What did the report say?
According to the BLS, 224 out of the 389 (58 percent) metropolitan areas in the U.S. saw a drop in unemployment rates in August compared to the same month in 2018. An additional 33 saw no change at all.
For this data, the BLS looks at only non-farm jobs.
What's the good?
The metropolitan area of Portland-South Portland, Maine, had the lowest unemployment rate in the country (1.7 percent). The largest drop in unemployment, meanwhile, during the month of August in Anniston-Oxford-Jacksonville, Alabama.
The metropolitan area with the largest percentage increase in employment was Dallas-Plano-Irving (which saw an increase of 3.8 percent), while the largest increase in employment by number was seen in New York-Jersey City-White Plains, New York-New Jersey (an increase of 109,000).
Seattle, San Francisco, Orlando, Florida, Houston, and Phoenix were also among the cities a drop in their unemployment rates.
What's the bad?
But not all regions of the country were so lucky. Milwaukee-Waukesha-West Allis in Wisconsin (currently at 3.8 percent unemployment), Minneapolis-St.

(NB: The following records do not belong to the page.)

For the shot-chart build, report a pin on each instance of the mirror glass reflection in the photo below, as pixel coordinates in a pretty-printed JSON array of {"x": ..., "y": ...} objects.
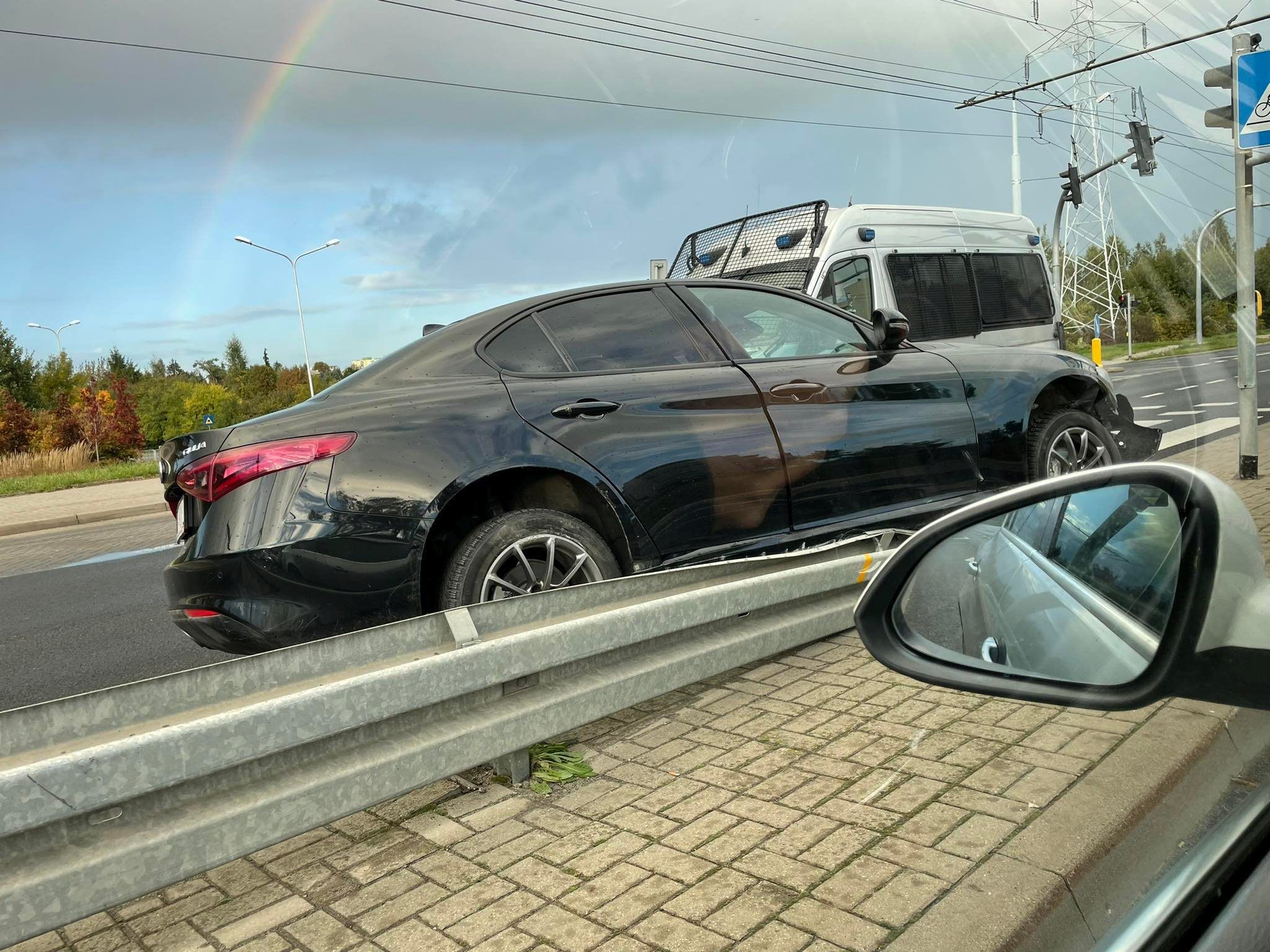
[{"x": 1076, "y": 588}]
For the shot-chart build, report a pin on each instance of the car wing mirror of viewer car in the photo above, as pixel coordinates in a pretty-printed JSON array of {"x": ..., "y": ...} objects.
[
  {"x": 890, "y": 328},
  {"x": 1104, "y": 589}
]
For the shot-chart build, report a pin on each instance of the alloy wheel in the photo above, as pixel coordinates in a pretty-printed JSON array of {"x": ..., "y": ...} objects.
[
  {"x": 1073, "y": 450},
  {"x": 539, "y": 564}
]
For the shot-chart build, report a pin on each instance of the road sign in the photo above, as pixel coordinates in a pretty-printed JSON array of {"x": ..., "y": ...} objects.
[{"x": 1253, "y": 115}]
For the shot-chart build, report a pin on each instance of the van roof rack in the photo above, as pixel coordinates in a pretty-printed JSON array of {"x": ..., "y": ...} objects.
[{"x": 774, "y": 248}]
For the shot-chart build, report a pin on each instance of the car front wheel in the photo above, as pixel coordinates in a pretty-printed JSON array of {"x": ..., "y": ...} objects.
[
  {"x": 1068, "y": 441},
  {"x": 523, "y": 552}
]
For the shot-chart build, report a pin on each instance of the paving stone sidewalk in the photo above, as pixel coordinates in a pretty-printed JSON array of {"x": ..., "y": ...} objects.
[
  {"x": 86, "y": 503},
  {"x": 814, "y": 801}
]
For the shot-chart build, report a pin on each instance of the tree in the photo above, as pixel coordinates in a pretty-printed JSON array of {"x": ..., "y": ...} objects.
[
  {"x": 17, "y": 369},
  {"x": 122, "y": 437},
  {"x": 118, "y": 366},
  {"x": 58, "y": 377},
  {"x": 235, "y": 357},
  {"x": 211, "y": 368},
  {"x": 17, "y": 425}
]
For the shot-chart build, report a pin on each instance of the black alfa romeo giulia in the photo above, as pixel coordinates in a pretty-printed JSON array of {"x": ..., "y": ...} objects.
[{"x": 598, "y": 432}]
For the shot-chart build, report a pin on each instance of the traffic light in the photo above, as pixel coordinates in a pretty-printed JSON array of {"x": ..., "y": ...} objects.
[
  {"x": 1223, "y": 116},
  {"x": 1072, "y": 187},
  {"x": 1143, "y": 149}
]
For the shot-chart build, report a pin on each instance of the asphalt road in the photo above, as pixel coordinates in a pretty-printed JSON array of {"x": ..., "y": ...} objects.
[
  {"x": 1193, "y": 399},
  {"x": 87, "y": 626},
  {"x": 83, "y": 607}
]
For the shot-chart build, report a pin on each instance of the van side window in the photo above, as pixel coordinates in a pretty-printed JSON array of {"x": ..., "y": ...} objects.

Paul-Bloomington in Minnesota and Wisconsin (2.9 percent), and Portland-Vancouver-Hillsboro in Oregon and Washington state (4.3 percent) saw a slight increase in their unemployment levels by 0.4 percent.
Only two areas in the entire country still have unemployment rates higher than 10 percent: Yuma, Arizona, with a 23.0 percent unemployment rate, and El Centro, California, with 22.1.